Some Turks may vote for HDP not because they like it

Some Turks may vote for HDP not because they like it

One of the key factors in Turkey’s early elections on June 24 is whether the Kurdish problem-focused Peoples’ Democratic Party (HDP) will be able to exceed the 10 percent national threshold, which is necessary in order for it to enter parliament as a group. The difference between the HDP getting into parliament or not is estimated to be around 60 seats in the 600-seat parliament, and that difference could determine whether the alliance led by President Tayyip Erdoğan’s ruling Justice and Development Party (AK Parti) will be able to secure a majority in the legislative body.

The HDP is not guaranteed to exceed the threshold, according to its own officials. The party reached its peak support in the June 2015 election, when it won 13.1 percent of the votes. But when that elections were repeated in November 2015 the HDP’s vote share dropped to 10.5 percent, so it was only just able to enter parliament. The main reason for this dramatic drop in only a few months’ time is seen as the HDP’s failure to stand against the uprising attempt by the outlawed Kurdistan Workers’ Party (PKK) after the end of three years of proxy dialogue with AK Parti governments that summer.

That year also saw Turkey open up its bases to U.S. flights in the campaign against the Islamic State of Iraq and the Levant (ISIL), as well as the U.S.’s pick of the People’s Protection Units (YPG) - the Syrian branch of the PKK – as its ground force against ISIL.

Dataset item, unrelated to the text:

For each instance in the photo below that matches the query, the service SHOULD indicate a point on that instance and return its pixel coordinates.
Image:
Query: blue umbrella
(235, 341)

The post-June 2015 violence led to thousands of deaths and massive urban damage in towns where the PKK carried out a “ditches and barricades” armed uprising campaign. This prompted many leftists and liberals, who had voted for the HDP in support of a peaceful solution to Turkey’s chronic Kurdish problem in June 2015, to not do the same in November 2015. Many saw the HDP as failing to sufficiently draw a line between parliamentary politics and acts of terror, even at some stages seeming to encourage the uprising.

Selahattin Demirtaş, the former co-chairman of the HDP who is currently in jail accused of being a member of a terrorist organization, said in court that his party’s stance regarding the PKK’s urban uprising was a mistake. Today, a major obstacle in front of the HDP is the fact that a considerable number of its MPs, mayors and local party officials are now in prison accused of being members of the PKK or assisting it. Erdoğan, AK Parti officials, and Nationalist Movement Party (MHP) leader Devlet Bahçeli, who is currently in an alliance with Erdoğan, denounce the HDP as a “terror extension party.”

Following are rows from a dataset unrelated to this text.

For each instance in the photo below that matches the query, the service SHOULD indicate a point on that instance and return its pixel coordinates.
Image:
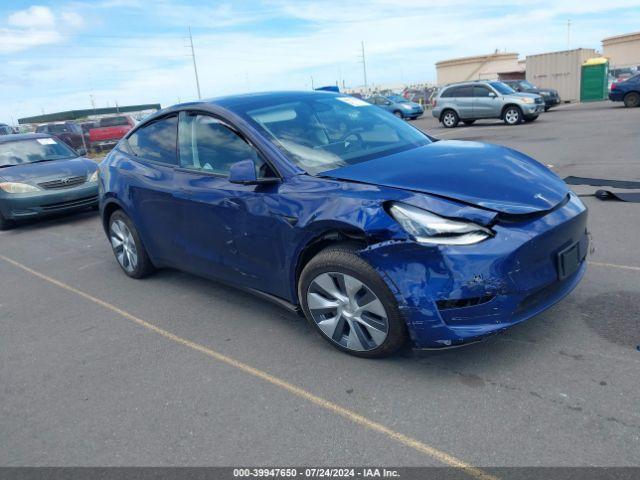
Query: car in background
(68, 132)
(398, 105)
(471, 101)
(550, 95)
(627, 91)
(41, 175)
(109, 131)
(329, 205)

Nevertheless, there seems to be a growing tendency among not only left-wing and liberal voters, but also among voters of the main opposition Republican People’s Party (CHP) and conservative Kurdish voters, to vote for the HDP in the parliamentary election on June 24. It is true that a number of Turks are now again seriously considering a vote for the HDP, not because they like or support it but simply because they want to help it get into parliament and thus prevent President Erdoğan from gaining a parliamentary majority.

We will see whether those tactical votes will work in just a few days.